I think the behaviour of the desired instruction is sufficiently different from the existing xsl:value-of that it should be a different instruction; having two instructions that are completely different and share nothing except their name seems a bad idea.

MarkNicholls commented 1 month ago

ok, that seems sensible, but I'm struggling to see a good motivation for a new instruction? (I have no massive problem with an "as" on an xsl:sequence, you could argue its unnecessary, but I have actually tried to do it to see what happens).

ndw commented 1 month ago

The motivation for a new instruction, as I understand it, isn't really technical. It's about usability, especially for new or inexperienced users. If you want to return $a + $b, <xsl:value-of select="$a + $b"/> feels right: give me the value of a plus b. But often it isn't. Using xsl:sequence instead is right, but often feels unnatural: but it's not a sequence, it's just a single value! (That all single values are sequences of length one is a technical detail not immediately grasped by new users in my experience.)

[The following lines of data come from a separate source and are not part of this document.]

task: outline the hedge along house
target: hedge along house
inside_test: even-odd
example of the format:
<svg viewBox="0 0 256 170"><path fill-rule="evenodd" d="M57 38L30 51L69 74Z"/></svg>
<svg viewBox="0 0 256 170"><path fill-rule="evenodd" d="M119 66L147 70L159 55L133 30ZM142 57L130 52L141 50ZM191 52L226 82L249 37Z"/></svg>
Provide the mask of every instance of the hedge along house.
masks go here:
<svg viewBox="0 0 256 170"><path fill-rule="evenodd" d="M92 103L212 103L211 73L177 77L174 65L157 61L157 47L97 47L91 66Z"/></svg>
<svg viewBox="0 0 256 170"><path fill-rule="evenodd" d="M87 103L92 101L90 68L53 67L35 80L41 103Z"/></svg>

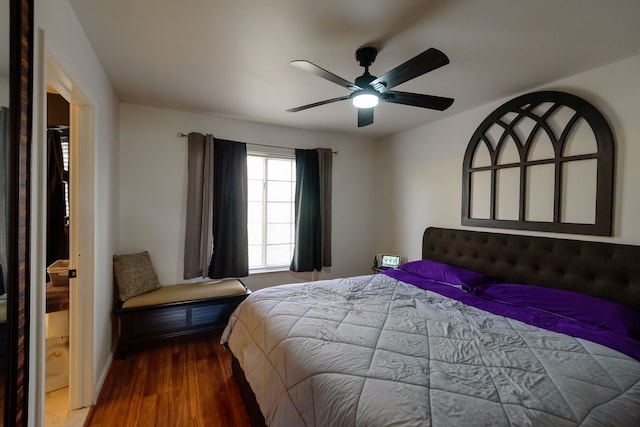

I don't have a strong opinion about whether or not adding xsl:item to address this usability trap is worth the cost or not. As we saw in the discussions yesterday, there's some subtlty especially around whether xsl:item should be allowed to return the empty sequence.

From 10,000 feet, it seems tempting to add select to xsl:text and deprecate xsl:value-of. But there are countless tens of thousands of stylesheets out there with xsl:value-of in them; it's not going away in our lifetimes. So what's the real value even in doing that?

I guess one's answer depends partly on speculation about how the new features will be used and whether they will be viewed as aids or added complexity by users.

MarkNicholls commented 1 month ago

I've been worn down over the backwards compatibility thing, I accept its the reality.

An new way to do xsl:sequence to me is confusing and misleading added complexity, I think its better to encourage the users to understand the actual model, not present them things that they may find more intuitive, but are actually mirages, they will just fall down later harder when they're running faster.

michaelhkay commented 1 month ago

All very sound comments. We need to recognize the fact that however many people fall into an elephant trap in the language design, it's almost impossible to stop future users falling into the same trap by adding new features to the language. The only way to do it is to break compatibility by removing the elephant trap, and the pain of doing that for the existing user community usually exceeds the benefit.

johnlumley commented 1 month ago

Thinking a bit more about the idea mooted on permitting @as anywhere there is @select, I suggest that this only makes sense when it the result of the containing instruction is effectively the (XDMValue) @select XPath expression, possibly type coerced. For example this is the case for xsl:sequence and xsl:variable, but not the case for xsl:number nor indeed xsl:value-of or even in the extreme xsl:for-each

michaelhkay commented 1 month ago

I proposed that we close this with no action. We know there's a usability problem, but this isn't the solution.

ndw commented 1 month ago

The CG agreed to close this issue without further action at meeting 086.